WE TALK TO AN IP LAWYER ABOUT WHETHER APPLE REALLY CAN OWN A GESTURE THAT NOW SEEMS FOUNDATIONAL.

Pinching to zoom on touch-screen devices is such a common gesture today that it’s hard to believe Steve Jobs wowed audience members (who actually cheered and applauded for close to 20 seconds) when he first stretched his fingers against the iPhone’s glass face. Now, the interaction is used by nearly all device makers in electronics ranging from smartphones to tablets to laptop trackpads, a universal gesture for magnifying photos, maps, and webpages.
But the ubiquity of that hand gesture could soon go the way of the Macarena. In Apple’s $1 billion patent lawsuit against Samsung, which the company won last week, a jury decided that a slew of Samsung’s mobile devices had violated a number of Apple’s utility patents for interaction designs, including the pinch-to-zoom gesture.

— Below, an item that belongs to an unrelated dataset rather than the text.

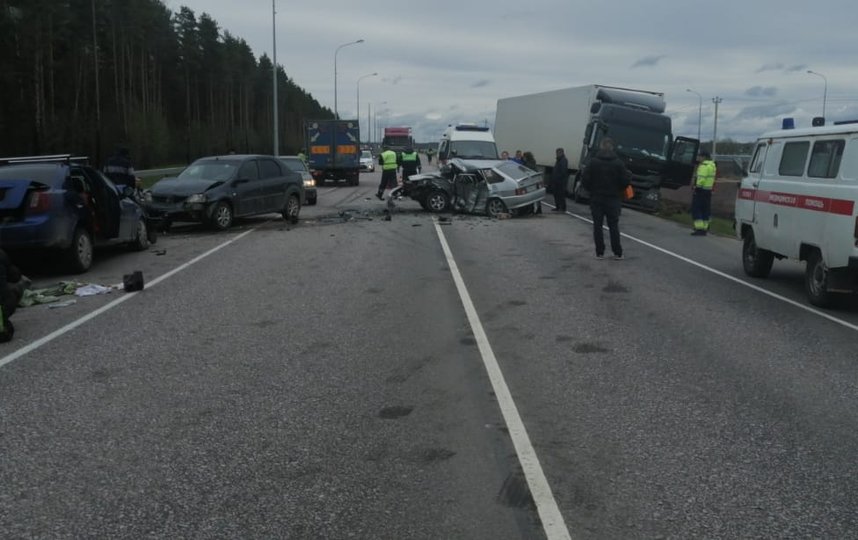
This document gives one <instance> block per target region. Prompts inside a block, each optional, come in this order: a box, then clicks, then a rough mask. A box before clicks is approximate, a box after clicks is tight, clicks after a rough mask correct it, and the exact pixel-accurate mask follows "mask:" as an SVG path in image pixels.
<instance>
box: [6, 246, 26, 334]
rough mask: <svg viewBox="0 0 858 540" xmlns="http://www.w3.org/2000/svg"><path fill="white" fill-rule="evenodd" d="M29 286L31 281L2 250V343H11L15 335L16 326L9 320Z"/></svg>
mask: <svg viewBox="0 0 858 540" xmlns="http://www.w3.org/2000/svg"><path fill="white" fill-rule="evenodd" d="M28 285H29V280H28V279H27V278H25V277H24V276H22V275H21V271H20V270H18V267H16V266H15V265H14V264H12V261H11V260H9V256H8V255H6V252H5V251H3V250H2V249H0V343H4V342H6V341H11V340H12V337H13V336H14V335H15V326H14V325H13V324H12V321H11V320H9V318H10V317H11V316H12V314H13V313H15V309H16V308H17V307H18V303H19V302H20V301H21V297H22V296H23V295H24V289H26V288H27V286H28Z"/></svg>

In an industry already wary of patent litigiation, the verdict could lead to significant fragmentation in the user experiences created by tech companies eager to avoid the wrath of Apple’s rabid legal squad.
“With regard to gestures, I think it will be hard to change the status quo because they’ve already gained such widespread acceptance,” says one top interaction designer at HP. “Ultimately, I’m worried it would hurt the end user–it concerns me that you could have these inconsistencies in terms of user experience as you go from different product to product.”